The truth about red-soled shoes

This article is more than 14 years old
How to find sexy-but-not-slutty shoes, and when is it time to start wearing a wrap dress?

I keep seeing women wearing shoes with red soles. Is this all about some new trend?

Charlotte, north London

Kind of. What it actually is about is the rise of a fancy-pants shoe label, Christian Louboutin, which is part of the Manolo Blahnik/Jimmy Choo/Christian Louboutin holy shoe triptych (or Bermuda triangle, depending on how much horror the concept of paying over £400 for a pair of shoes inspires in your breast, Charlotte).

Here's the sitch: Louboutins are sexier than Manolos without being quite as trashy as Choos (nor as downright slutty as Gina, but not as artistic as Nicholas Kirkwood, nor as elegant as Rupert Sanderson, and not as flattering as Jonathan Kelsey).
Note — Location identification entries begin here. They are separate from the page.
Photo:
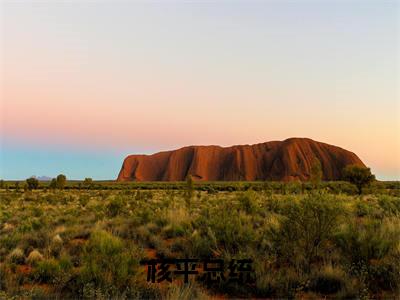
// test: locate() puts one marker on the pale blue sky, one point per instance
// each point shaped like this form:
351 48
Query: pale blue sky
88 82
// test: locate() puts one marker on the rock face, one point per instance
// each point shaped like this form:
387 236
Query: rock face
278 160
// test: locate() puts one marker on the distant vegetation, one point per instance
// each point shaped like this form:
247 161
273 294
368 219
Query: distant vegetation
85 239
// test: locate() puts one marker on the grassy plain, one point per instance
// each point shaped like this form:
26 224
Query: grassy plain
87 241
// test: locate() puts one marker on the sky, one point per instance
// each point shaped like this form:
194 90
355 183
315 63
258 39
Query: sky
85 83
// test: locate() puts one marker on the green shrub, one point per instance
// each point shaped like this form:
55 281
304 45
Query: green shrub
17 256
107 264
328 281
306 230
115 207
46 271
34 258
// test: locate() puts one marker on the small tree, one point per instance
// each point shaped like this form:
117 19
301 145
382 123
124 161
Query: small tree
189 190
61 181
359 176
316 172
32 183
53 184
88 182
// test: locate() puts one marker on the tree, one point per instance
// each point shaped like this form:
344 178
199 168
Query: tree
316 172
32 183
189 190
359 176
61 181
53 184
88 182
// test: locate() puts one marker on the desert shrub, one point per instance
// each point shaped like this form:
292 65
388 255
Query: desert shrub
17 256
46 271
60 181
248 201
56 245
115 207
184 292
306 230
328 281
32 183
34 258
84 200
107 264
360 243
173 230
390 205
359 176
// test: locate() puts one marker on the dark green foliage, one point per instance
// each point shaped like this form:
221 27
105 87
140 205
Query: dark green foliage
32 183
115 207
359 176
61 181
305 244
316 172
88 182
107 263
306 230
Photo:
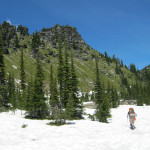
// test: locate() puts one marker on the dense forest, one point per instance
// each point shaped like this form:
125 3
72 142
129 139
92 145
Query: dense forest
59 94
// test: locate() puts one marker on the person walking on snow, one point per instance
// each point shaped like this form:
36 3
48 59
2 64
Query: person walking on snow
131 114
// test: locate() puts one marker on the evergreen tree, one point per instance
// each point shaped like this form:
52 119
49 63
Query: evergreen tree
35 41
101 99
61 73
98 86
13 94
133 68
114 97
74 91
67 77
22 72
39 106
56 109
70 109
3 90
29 105
16 42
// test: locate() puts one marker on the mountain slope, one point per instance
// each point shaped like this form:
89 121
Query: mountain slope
84 56
80 134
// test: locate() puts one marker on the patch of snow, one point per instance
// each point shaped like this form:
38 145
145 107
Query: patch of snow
80 135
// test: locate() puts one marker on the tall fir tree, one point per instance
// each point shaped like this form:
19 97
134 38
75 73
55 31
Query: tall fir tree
3 89
67 77
29 105
56 109
61 74
74 91
39 106
22 71
102 100
13 94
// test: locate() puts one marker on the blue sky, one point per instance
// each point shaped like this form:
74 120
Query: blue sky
120 27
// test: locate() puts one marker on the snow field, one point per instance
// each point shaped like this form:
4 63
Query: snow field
80 135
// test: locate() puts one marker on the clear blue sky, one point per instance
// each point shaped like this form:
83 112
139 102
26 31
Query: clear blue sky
120 27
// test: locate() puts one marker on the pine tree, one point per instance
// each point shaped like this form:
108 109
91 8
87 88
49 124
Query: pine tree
3 90
16 42
11 91
101 99
74 91
22 72
56 109
70 108
114 97
29 106
67 80
61 74
98 87
13 94
39 106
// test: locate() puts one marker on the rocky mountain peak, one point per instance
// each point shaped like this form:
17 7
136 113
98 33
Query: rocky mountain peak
67 34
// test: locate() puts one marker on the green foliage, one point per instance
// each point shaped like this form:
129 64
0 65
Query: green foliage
3 90
133 68
16 42
35 40
24 126
22 72
12 92
60 73
102 101
39 106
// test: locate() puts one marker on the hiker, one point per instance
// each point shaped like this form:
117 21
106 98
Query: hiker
131 114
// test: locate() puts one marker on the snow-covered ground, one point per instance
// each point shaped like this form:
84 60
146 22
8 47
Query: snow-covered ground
80 135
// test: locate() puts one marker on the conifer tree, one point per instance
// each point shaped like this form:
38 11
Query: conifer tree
114 97
98 86
13 94
16 42
56 109
101 99
74 91
39 106
29 106
61 74
22 72
3 90
67 80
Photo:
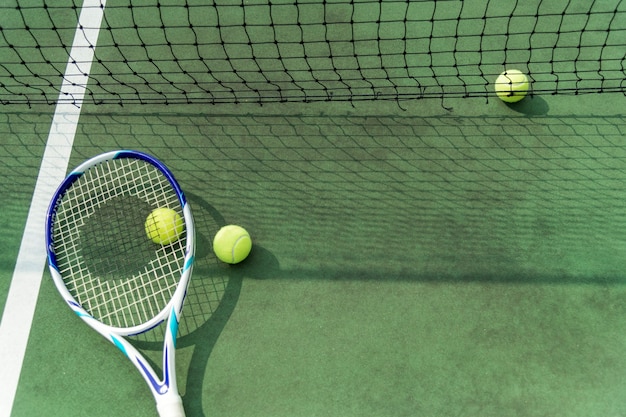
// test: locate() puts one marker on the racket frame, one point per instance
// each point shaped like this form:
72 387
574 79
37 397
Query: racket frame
165 388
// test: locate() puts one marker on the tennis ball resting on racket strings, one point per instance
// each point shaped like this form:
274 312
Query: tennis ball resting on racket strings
232 244
164 226
511 86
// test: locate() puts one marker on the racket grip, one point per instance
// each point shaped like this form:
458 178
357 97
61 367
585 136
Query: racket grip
171 406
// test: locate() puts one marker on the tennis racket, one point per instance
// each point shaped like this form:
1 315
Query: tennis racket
110 273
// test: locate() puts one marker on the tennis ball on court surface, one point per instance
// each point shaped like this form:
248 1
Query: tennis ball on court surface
164 226
512 86
232 244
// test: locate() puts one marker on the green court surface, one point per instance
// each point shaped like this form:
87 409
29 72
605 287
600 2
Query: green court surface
408 259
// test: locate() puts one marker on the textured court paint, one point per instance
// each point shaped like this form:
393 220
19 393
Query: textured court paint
22 297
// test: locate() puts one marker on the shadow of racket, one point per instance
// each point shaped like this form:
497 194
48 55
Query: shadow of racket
212 295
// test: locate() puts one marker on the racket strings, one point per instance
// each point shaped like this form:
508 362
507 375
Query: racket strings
105 258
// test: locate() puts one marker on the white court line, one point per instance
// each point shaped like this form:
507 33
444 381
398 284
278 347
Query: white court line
20 306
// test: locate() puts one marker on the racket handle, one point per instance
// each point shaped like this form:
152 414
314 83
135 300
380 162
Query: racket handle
171 406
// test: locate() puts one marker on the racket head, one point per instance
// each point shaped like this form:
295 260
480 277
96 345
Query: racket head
100 257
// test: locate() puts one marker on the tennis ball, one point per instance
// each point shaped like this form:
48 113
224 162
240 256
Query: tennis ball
512 86
164 226
232 244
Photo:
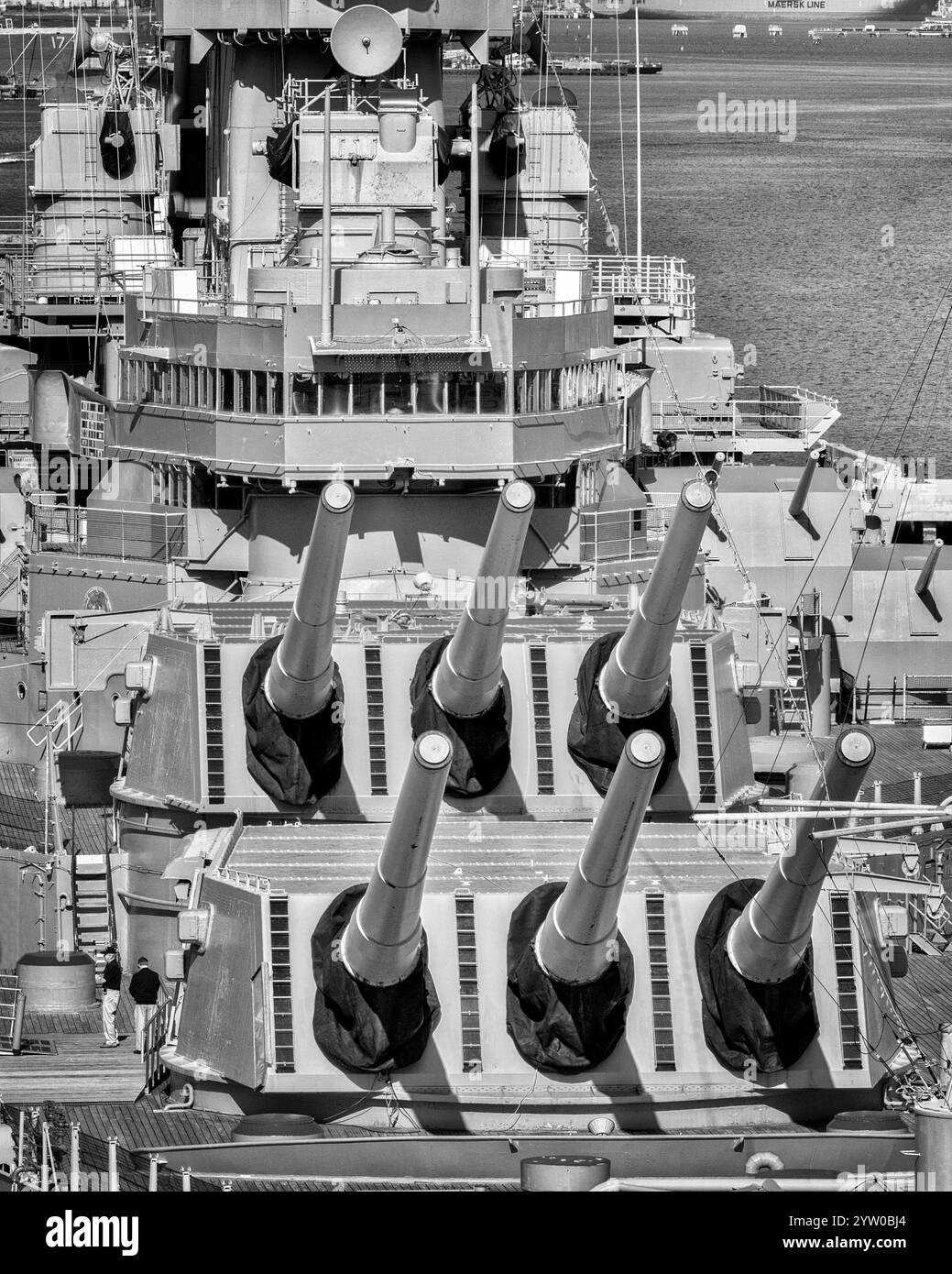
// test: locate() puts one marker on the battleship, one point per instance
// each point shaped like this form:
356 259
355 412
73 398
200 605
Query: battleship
506 776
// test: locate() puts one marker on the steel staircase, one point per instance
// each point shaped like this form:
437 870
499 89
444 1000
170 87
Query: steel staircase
795 705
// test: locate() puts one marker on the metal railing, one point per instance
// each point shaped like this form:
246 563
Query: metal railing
110 533
612 535
778 412
564 309
925 698
658 516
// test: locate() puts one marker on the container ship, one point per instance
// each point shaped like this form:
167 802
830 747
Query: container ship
792 10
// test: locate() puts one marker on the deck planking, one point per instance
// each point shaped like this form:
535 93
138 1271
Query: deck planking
78 1071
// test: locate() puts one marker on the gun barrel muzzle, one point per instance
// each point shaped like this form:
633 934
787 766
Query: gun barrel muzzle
576 941
301 678
635 678
925 581
768 941
380 946
799 497
468 676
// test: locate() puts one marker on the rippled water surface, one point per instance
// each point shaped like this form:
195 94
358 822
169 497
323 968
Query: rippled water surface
791 240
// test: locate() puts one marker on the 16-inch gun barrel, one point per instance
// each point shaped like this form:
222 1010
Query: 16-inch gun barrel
574 943
301 678
768 941
635 678
468 676
798 500
381 943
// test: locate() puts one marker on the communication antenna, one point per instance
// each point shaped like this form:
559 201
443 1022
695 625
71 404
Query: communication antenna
366 41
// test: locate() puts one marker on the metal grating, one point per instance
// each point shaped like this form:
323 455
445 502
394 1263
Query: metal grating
662 1016
214 734
469 986
377 734
704 722
92 428
845 981
280 985
542 722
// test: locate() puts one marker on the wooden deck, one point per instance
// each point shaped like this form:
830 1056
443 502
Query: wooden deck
71 1068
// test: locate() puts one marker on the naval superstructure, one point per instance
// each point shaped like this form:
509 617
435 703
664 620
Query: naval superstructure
410 623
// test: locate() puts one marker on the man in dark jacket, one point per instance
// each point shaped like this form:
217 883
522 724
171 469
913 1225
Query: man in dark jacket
144 987
111 983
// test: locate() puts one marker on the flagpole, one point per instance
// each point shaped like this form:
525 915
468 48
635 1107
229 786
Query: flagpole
638 134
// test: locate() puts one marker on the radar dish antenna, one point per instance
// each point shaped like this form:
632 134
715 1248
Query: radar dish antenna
366 41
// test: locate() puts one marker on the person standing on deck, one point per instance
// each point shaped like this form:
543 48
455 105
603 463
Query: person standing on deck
144 989
111 983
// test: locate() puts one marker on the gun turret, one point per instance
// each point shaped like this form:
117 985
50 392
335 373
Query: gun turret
635 676
570 971
469 675
290 691
377 1005
622 682
769 940
381 941
459 686
753 946
301 676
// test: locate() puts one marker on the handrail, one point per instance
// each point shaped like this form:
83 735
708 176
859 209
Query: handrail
54 720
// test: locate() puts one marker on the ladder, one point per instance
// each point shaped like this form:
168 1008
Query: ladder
795 708
10 572
92 905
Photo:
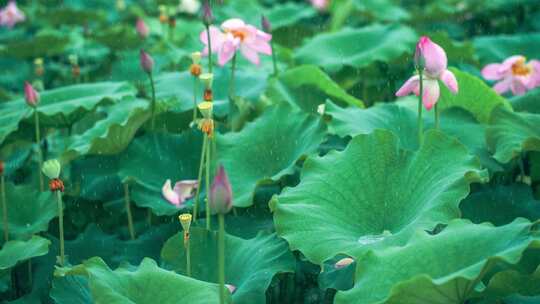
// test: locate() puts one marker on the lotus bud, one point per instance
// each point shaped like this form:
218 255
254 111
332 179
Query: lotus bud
343 263
265 23
31 95
147 63
185 221
206 108
51 168
208 17
142 28
220 193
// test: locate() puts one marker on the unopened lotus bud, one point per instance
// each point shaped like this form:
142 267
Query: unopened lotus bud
142 28
31 95
185 221
265 23
220 193
343 263
207 79
147 63
51 168
206 108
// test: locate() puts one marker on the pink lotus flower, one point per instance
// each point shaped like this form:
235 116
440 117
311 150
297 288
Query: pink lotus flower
435 69
142 28
321 5
513 74
31 95
11 15
237 35
182 191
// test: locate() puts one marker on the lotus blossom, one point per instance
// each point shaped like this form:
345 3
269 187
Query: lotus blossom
434 64
320 4
237 35
182 191
142 28
11 15
513 74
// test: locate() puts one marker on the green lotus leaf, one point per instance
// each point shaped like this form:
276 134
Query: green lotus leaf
152 159
306 87
267 149
401 119
490 49
112 134
29 211
416 274
510 134
501 204
374 194
250 265
474 96
333 51
14 252
146 284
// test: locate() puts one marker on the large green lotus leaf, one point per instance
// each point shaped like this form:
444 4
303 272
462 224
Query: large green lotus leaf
510 134
501 204
474 96
29 211
267 149
374 194
497 48
152 159
306 87
113 133
145 285
442 268
333 51
250 265
402 121
14 252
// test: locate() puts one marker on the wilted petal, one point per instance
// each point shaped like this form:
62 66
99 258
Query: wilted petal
434 56
431 93
410 86
449 79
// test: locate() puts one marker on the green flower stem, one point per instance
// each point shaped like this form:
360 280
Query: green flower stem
199 178
209 49
128 211
153 106
61 225
274 59
420 121
40 153
437 116
4 207
207 183
221 258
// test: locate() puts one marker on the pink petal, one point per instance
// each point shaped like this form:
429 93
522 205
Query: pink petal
502 86
169 194
491 72
411 85
449 79
434 56
431 93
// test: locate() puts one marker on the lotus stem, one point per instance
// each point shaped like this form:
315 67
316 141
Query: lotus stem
128 211
420 121
39 152
207 184
221 258
4 207
199 178
209 48
61 225
153 105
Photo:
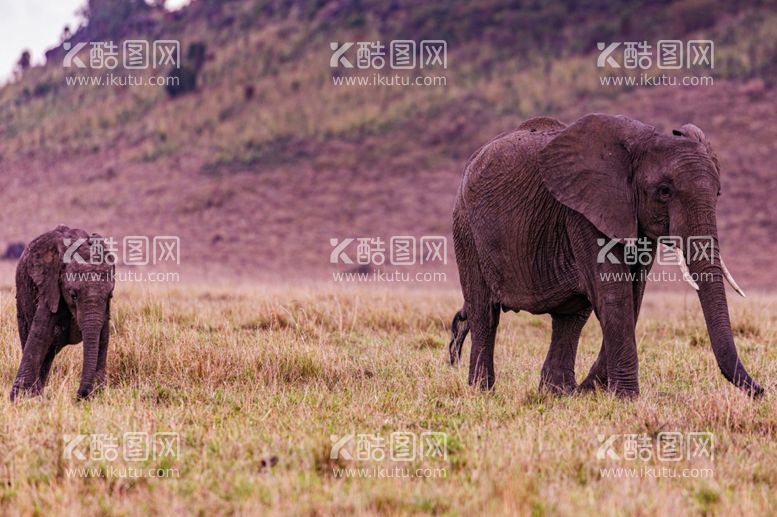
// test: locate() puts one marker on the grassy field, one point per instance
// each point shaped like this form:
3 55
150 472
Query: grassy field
256 380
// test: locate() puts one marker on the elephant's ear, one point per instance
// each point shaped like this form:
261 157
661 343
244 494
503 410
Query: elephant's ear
45 266
589 168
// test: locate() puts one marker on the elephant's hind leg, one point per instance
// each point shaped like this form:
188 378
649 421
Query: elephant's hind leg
558 371
484 319
459 331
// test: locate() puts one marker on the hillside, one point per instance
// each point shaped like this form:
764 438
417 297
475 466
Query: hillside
268 159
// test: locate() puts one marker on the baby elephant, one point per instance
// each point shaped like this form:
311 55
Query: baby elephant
63 293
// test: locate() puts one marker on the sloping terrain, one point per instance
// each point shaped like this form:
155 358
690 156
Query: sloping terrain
268 160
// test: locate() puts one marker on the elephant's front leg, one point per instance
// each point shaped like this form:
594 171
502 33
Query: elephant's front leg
615 309
558 371
597 376
37 347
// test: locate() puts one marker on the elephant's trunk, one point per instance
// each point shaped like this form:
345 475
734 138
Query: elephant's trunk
91 327
708 273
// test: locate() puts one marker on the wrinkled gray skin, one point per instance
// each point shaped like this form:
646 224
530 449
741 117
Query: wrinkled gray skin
56 308
528 214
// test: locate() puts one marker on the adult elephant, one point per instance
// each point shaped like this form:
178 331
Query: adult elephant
532 213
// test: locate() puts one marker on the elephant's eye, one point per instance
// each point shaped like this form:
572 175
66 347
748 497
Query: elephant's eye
664 192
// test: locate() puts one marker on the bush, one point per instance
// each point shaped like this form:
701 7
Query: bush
185 81
185 77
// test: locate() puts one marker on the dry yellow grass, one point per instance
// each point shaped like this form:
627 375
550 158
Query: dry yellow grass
250 374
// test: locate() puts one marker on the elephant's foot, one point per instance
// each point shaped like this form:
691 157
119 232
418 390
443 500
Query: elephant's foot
482 378
558 381
25 390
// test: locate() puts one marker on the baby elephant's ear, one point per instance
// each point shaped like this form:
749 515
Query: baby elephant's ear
589 168
45 268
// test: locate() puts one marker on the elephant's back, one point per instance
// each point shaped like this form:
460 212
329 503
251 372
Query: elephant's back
512 154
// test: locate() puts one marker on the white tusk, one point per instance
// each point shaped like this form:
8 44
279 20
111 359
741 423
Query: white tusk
683 266
731 278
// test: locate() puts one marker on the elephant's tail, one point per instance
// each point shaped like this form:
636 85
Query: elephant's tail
457 335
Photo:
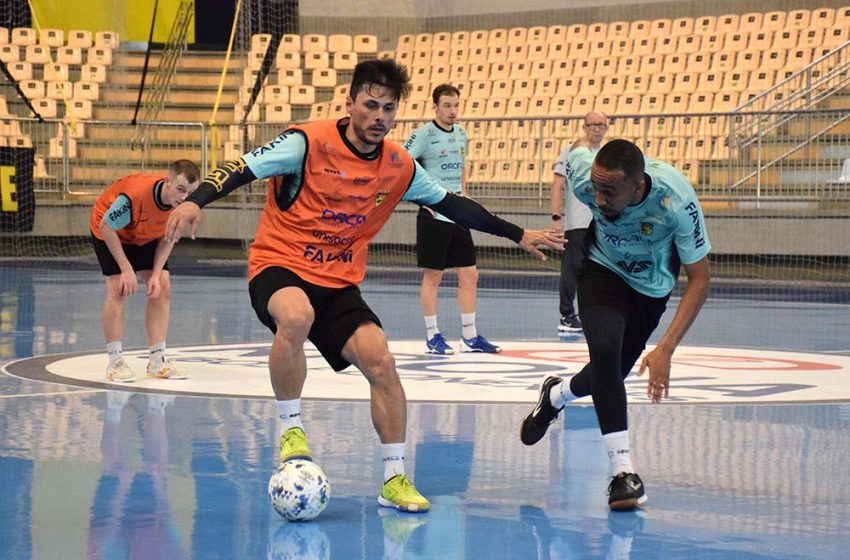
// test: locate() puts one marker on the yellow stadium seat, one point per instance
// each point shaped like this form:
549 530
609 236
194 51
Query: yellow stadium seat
316 60
314 42
798 19
676 103
750 22
675 63
682 27
536 35
735 81
614 85
705 25
10 53
319 111
639 29
701 102
442 40
289 42
107 40
340 42
365 43
37 54
344 61
324 77
86 90
727 23
478 38
606 67
597 32
51 37
80 38
278 112
686 82
24 36
20 70
748 61
302 95
774 21
643 46
822 18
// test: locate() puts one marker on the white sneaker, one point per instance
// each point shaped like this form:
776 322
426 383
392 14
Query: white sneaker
167 370
120 372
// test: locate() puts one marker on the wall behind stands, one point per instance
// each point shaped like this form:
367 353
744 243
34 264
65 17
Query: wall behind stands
130 18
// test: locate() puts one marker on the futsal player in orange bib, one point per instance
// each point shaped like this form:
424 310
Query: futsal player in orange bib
334 184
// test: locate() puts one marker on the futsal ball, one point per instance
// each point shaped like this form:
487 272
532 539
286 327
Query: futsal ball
299 490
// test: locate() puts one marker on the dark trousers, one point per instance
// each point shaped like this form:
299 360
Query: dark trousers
571 263
617 321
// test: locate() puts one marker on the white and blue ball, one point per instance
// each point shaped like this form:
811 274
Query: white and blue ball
299 490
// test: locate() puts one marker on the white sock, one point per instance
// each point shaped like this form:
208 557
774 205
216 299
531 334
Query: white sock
560 394
288 415
617 444
113 350
467 324
431 327
393 459
157 353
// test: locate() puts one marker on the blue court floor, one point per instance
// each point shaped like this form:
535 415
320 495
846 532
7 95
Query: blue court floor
93 471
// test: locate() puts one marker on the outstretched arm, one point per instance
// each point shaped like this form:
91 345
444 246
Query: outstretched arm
215 185
658 360
469 213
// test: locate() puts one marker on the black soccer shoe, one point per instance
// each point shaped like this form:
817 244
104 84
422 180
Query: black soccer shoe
537 422
626 492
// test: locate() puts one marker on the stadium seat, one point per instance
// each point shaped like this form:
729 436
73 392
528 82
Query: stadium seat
497 38
705 25
107 40
639 29
614 85
20 70
478 38
798 19
289 42
750 22
278 112
676 103
23 36
286 59
340 42
675 63
618 30
51 37
10 53
774 21
682 27
727 23
290 77
317 60
314 42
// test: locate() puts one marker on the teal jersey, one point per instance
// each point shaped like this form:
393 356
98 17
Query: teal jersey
442 153
645 243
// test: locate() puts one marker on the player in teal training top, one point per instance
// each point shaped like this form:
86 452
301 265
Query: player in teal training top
441 148
647 222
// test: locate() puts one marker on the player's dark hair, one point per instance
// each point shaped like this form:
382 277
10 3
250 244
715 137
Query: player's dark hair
381 72
621 155
187 169
444 89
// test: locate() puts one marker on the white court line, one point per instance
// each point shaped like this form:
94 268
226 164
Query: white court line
54 394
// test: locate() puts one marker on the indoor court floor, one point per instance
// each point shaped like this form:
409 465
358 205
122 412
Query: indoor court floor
748 459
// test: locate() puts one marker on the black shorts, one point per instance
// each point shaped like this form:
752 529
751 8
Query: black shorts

So as you can see, there was a niche that needed filling, and that niche was sexy-but-not-slutty-shoes-that-cost-almost-if-not-more-than-half-a-grand-that-you-can-barely-walk-in.

And I can bring you EXCLUSIVE news that in the upcoming and pretty-much-guaranteed-to-be-awful Sex and the City movie, Carrie has jettisoned her famous "Manolos" in favour of "Louboutins". You know it, folks: " Ask Hadley: First with the international news stories." Eat my DUST, Christiane Amanpour!

This kind of endorsement will, as Mr Blahnik will no doubt verify, only make Monsieur Louboutin more successful than he already is. Who needs to spend money on advertising when you can get celebrity endorsements for free?

Which brings us neatly to the next point – the frequency with which you see the red sole. You see, Charlotte, the red sole is Mr Louboutin's signature detail, which not only ups the shoe's sexiness quotient (I have no idea, nor interest in psychoanalysing, how a glance of a red sole on a lady's shoe is sexy; it just is), but it also works as branding without stooping to anything as obvious as declasse as a logo.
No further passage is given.